Sandra Roush of the Centers for Disease Control and Prevention and colleagues examined the illness and death rates for 13 vaccine-preventable diseases — diphtheria, pertussis (whooping cough), tetanus, polio, measles, mumps, rubella, invasive Haemophilus influenzae type b (Hib), acute hepatitis B, hepatitis A, varicella (chickenpox), Streptococcus pneumoniae and smallpox.
Smallpox was eradicated globally in 1979 thanks to vaccination and now the immunization is not routinely given to the general public.
"Vaccines are one of the greatest achievements of biomedical science and public health," Roush and her team wrote.
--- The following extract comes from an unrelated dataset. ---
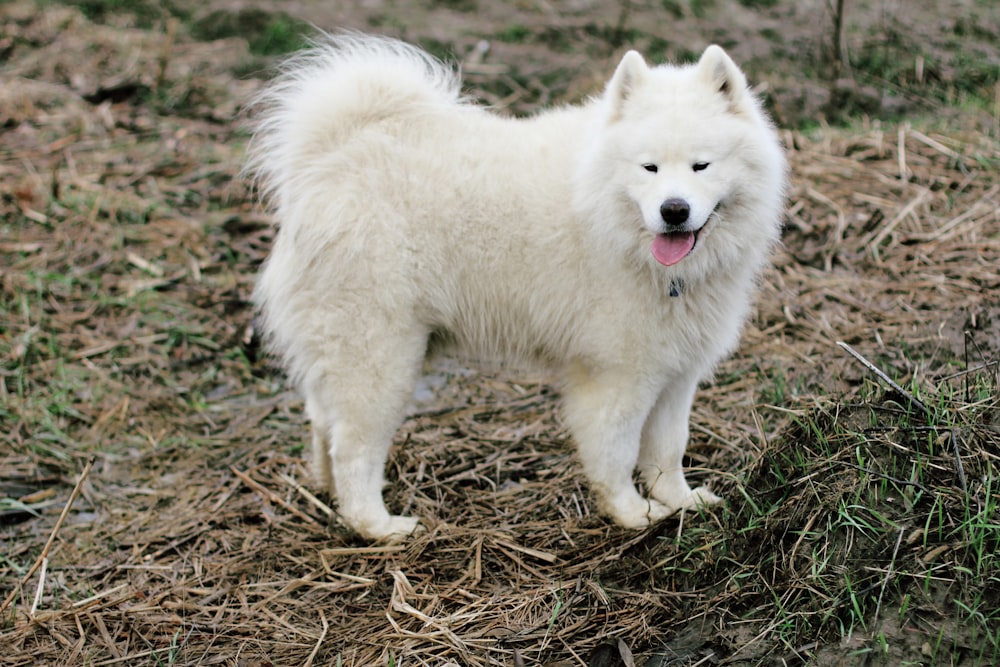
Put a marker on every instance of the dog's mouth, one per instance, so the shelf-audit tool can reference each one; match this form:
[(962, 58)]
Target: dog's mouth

The U.S. statistics showed striking reductions in both disease and death. For example, between 1936 and 1945, more than 21,000 people on average became infected with diphtheria and 1,800 died on average every year. There were no cases or deaths in 2006.
Between 1953 and 1962, more than 500,000 people caught measles every year and 440 died of it. There were 55 cases in 2006.
The decline in cases of mumps was 95.9 percent after mandatory vaccination. Tetanus cases fell by 92.9 percent, and whooping cough cases declined by 92.2 percent. Deaths from tetanus and whooping cough fell by 99 percent.
U.S. children must show they have current vaccinations to attend most schools, or parents must declare they have a recognized philosophical or religious objection to vaccination.
Some parents have expressed fears about the safety of vaccines and in some communities groups have refused vaccination. The researchers said this has been shown to endanger both those who do not get vaccinated, and people they come into contact with.
The study did not include influenza because the vaccine must be reformulated and administered every year.